The good news for admins is that fault tolerance is already built into the cloud storage environment, but they’ll still face some critical decisions. One choice in your cloud journey will be to settle on a file storage format for cloud resources. Options include:
- Block storage
- Object storage
Cloud-based block storage is very much like the block storage on the desktop or in the server room. A block storage device splits the data into fixed-size blocks and writes (or reads) the data a block at a time.
Network block storage is an extension of this same block storage technology that has been in use on hard disks and other storage devices for more than 40 years. Block storage is still a cost-effective alternative in scenarios that require low latency and in situations where the data requires frequent access. Nevertheless, block storage also has some disadvantages. For instance, block storage is usually more expensive, and it doesn’t scale well to large datasets. For unstructured data, backups, archives, and other scenarios that don’t require frequent access, object storage often emerges as a better choice.
Object storage stores a single object (such as a file) all at once rather than breaking it into blocks. The location of the data is determined using a hash function, which precludes the need for a lookup table or other mapping component that could serve as a bottleneck. Object storage systems also provide rich and expansive metadata that support efficient searches and enable some management capabilities that aren’t possible with block storage.
Most object storage systems include automation and self-managing features that allow a single admin to manage more data than the administrator of a block storage system. Greater efficiency leads to lower per-GB cost. The emphasis on automation and self-management also means that object storage is well adapted for DevOps environments.

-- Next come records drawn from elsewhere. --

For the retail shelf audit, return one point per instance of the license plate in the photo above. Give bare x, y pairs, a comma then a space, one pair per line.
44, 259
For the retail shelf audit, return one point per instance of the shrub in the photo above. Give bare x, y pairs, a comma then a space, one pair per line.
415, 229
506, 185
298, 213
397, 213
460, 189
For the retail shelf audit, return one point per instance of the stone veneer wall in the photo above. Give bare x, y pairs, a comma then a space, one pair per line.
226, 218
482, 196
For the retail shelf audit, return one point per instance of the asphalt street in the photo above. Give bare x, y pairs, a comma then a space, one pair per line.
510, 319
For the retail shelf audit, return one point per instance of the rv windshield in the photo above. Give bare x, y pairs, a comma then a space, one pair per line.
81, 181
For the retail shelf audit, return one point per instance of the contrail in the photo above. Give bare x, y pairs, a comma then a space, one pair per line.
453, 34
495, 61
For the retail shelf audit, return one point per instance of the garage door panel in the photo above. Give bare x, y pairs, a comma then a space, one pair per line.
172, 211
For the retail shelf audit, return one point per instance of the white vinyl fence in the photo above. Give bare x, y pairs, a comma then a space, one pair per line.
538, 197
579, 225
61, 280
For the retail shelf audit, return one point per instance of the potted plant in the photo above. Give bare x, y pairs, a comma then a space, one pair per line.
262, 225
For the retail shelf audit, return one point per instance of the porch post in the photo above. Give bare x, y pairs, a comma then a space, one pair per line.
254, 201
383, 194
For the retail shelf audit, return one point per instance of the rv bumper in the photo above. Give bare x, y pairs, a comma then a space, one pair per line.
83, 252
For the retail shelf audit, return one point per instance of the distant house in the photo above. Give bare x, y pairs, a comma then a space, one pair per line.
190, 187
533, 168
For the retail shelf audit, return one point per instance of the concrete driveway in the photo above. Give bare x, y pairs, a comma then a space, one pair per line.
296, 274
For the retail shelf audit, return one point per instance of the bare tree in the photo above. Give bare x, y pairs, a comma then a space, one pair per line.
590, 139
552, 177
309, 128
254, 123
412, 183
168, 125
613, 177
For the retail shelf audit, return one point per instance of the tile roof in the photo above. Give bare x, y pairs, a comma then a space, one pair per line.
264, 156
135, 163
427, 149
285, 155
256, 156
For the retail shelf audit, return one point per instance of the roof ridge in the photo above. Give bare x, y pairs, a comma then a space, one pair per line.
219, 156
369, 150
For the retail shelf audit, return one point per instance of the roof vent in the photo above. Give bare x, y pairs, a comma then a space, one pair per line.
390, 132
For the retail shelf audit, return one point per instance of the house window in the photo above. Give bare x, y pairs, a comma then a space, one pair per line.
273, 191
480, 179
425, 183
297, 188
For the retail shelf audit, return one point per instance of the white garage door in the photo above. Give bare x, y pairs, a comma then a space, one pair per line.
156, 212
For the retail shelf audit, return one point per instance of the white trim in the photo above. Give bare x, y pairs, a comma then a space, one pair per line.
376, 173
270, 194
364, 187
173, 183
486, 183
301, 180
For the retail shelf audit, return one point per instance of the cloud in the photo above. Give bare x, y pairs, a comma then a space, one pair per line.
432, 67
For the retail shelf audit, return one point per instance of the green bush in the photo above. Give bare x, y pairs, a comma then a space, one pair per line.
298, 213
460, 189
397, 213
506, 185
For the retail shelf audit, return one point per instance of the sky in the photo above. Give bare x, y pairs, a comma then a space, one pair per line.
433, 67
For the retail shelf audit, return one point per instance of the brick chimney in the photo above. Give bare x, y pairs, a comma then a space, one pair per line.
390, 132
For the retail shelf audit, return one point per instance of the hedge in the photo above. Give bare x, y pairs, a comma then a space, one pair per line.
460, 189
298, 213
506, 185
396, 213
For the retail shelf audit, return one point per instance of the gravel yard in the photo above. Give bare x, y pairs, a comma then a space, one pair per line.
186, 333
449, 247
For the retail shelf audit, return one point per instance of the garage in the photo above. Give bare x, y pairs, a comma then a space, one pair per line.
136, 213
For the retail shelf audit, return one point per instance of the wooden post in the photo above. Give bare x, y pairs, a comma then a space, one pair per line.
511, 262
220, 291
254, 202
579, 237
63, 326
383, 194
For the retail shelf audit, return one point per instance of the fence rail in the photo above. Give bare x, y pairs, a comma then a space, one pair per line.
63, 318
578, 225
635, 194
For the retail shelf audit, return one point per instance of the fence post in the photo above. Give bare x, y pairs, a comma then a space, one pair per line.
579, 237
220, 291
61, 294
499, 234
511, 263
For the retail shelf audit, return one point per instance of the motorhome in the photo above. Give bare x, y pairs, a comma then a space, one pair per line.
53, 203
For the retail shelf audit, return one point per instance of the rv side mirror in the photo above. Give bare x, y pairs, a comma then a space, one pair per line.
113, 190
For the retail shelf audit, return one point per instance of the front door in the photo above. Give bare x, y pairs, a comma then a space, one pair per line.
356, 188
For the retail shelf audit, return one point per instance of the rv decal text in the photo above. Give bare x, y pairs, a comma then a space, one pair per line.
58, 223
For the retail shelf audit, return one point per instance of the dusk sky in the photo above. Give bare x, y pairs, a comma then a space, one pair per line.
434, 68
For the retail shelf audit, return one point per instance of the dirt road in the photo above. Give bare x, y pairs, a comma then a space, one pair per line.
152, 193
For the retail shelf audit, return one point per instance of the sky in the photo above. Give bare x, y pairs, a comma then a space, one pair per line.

The S3 API is a popular API for object storage solutions in the cloud. Amazon originally developed S3, but it’s now available to all storage providers. S3 stores data in buckets referenced by URL. A bucket is a storage resource consisting of a data object plus descriptive metadata. An optional feature called bucket versioning lets you store multiple versions of the same data object in a single bucket, which creates a built-in form of version control.
Several cloud-based object storage solutions are compatible with S3, which means if you adopt an S3-compatible solution, you can easily migrate to another S3-compatible solution or add other S3-based services to your existing configuration. Many important network services have already built their interfaces to the S3 API, which means S3 is easy to integrate with Ceph, OpenStack, Kubernetes, and other technologies.
A RESTful, HTTP-based access model means you can easily build custom web applications that interface an S3-compatible data store with other resources on a local network or in the cloud. Compatible interfaces available through the leading container and virtualization tools ease integrating S3-based object storage into automated orchestration solutions that are essential to the DevOps environment.
The higher latency of object storage means that S3-compatible storage might not be the best choice for a structured database, but for unstructured data, backup sets, and similar S3-compatible object storage scenarios, its low cost and scalability often make it the optimum solution.
Object storage is frequently used to host libraries of audio, video, and photographic files. Because each file has its own URL, it is easy to embed the files in websites or integrate them into streaming solutions. The low per-GB cost of object storage also makes it a good choice for long-term backup and cold storage scenarios, where it replaces tape file storage as an inexpensive, offsite archive format that is much easier to access than a cold-stored tape.
When it comes to websites, a dynamic site that requires a content management system (CMS) or server-side processing language like PHP is probably better off with block storage, but for static websites built around fixed HTML files, object storage is a simple and cost-effective option.
If you are considering adding S3-compatible object storage to your cloud infrastructure, you’ll have the choice of several products and vendors. AWS provides S3 in the hyperscale context; however, midsize and smaller companies without a massive infrastructure often find that alternative cloud offers lower total cost of ownership and better cost-to-performance characteristics. The term alternative cloud refers to a class of cloud vendors that provide an enterprise-grade service catalog for companies that might not have a team of cloud experts on staff. The emphasis is on low cost, simplicity, and more personal customer service.
Companies that are already using hyperscale vendors like AWS also sometimes choose an alternative cloud solution for a specific project that could benefit from the simplicity and lower cost. In that case, an S3-compatible architecture ensures that the applications and services developed around S3 storage in the Amazon cloud will work out of the box in the alternative cloud environment.